On 27 December 2014 the EU’s competition law Damages Directive (Directive 2014/104/EU) entered into force. The Directive attempts to resolve a number of long-running debates that have been going on in this area with the aim of making actions for damages in competition law cases more effective. One of these involves the protection of leniency and settlement  applicants.

Leniency programmes and settlement procedures play a key role in the enforcement of competition law as they contribute to exposing cartels and bringing them to an end. Businesses that cooperate with the competition authorities are required to provide full information and accept that they have been involved in an infringement. If these facts were usable by those seeking damages it would make it harder for those who cooperate with competition authorities to defend themselves against damages actions than businesses which had not cooperated.

This has led to a tension between two key limbs of competition  policy:

  • increasing the availability of information for those seeking damages to ensure they can achieve appropriate redress for any loss suffered; and
  • protecting the incentives for businesses to cooperate with competition authorities.

One of the key aims of the Directive is to balance these two competing objectives.

Directive protections

The Directive puts in place a number of protections for leniency and settlement applicants:

  • in relation to disclosure of documents, national courts cannot at any time order a party or a third party to disclose either leniency statements or settlement submissions; and
  • in relation to joint and several liability, immunity recipients are only liable to their direct and indirect purchasers. In other words, they are relieved from joint and several liability for the whole harm caused and their contribution in relation to co-infringers will not exceed their relative responsibility for the harm caused by the cartel. The only exception is where injured parties cannot obtain compensation from the other undertakings involved in the same infringement.

Exemplary damages

The Directive does away with the possibility of exemplary damages (i.e. damages awarded not due to loss, but simply to punish wrongdoing). These are currently available in England and Wales in a limited range of circumstances in relation to competition infringements (Devenish and Cardiff Bus). One  of the factors in considering whether exemplary damages are available is whether the undertaking has already been fined for its actions.
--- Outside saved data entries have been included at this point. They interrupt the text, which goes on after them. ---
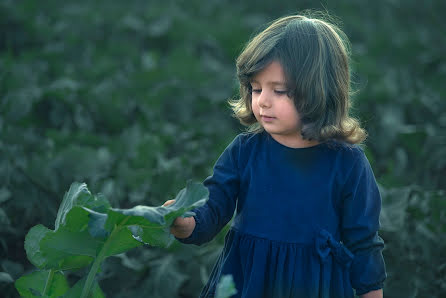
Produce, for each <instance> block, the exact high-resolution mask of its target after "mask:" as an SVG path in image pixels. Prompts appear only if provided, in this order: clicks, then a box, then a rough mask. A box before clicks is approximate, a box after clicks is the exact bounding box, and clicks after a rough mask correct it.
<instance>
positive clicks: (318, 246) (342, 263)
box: [315, 230, 354, 267]
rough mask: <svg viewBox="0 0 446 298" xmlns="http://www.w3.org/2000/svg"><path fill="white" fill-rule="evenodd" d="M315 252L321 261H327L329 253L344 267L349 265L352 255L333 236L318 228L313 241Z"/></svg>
mask: <svg viewBox="0 0 446 298" xmlns="http://www.w3.org/2000/svg"><path fill="white" fill-rule="evenodd" d="M315 246H316V252H317V254H318V255H319V258H320V259H321V262H322V263H325V262H326V261H327V257H328V255H329V254H330V253H331V254H332V255H333V257H334V259H335V260H336V261H337V262H338V263H340V264H341V265H344V266H346V267H348V266H350V264H351V262H352V261H353V258H354V255H353V254H352V253H351V252H350V251H349V250H348V248H347V247H345V246H344V245H343V244H342V243H341V242H339V241H336V240H335V239H334V238H333V236H332V235H331V234H330V233H329V232H327V231H326V230H320V232H319V234H318V235H317V236H316V241H315Z"/></svg>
Devenish had been fined, which was a clear contributing reason for not awarding exemplary damages in that case. However, Cardiff Bus did face (limited) exemplary damages as its turnover was too low for it to be fined by the OFT for its infringing behaviour. Leniency applicants might face similar risk having not been fined and it is clear that it would be inappropriate for public policy reasons for immunity recipients to be open to punitive damages.


The Directive can be seen as balancing the desire of competition authorities to encourage leniency applications against the ease of obtaining effective redress for losses suffered as a result of competition law infringements. Whether or not it strikes exactly the right balance is something that will emerge over time.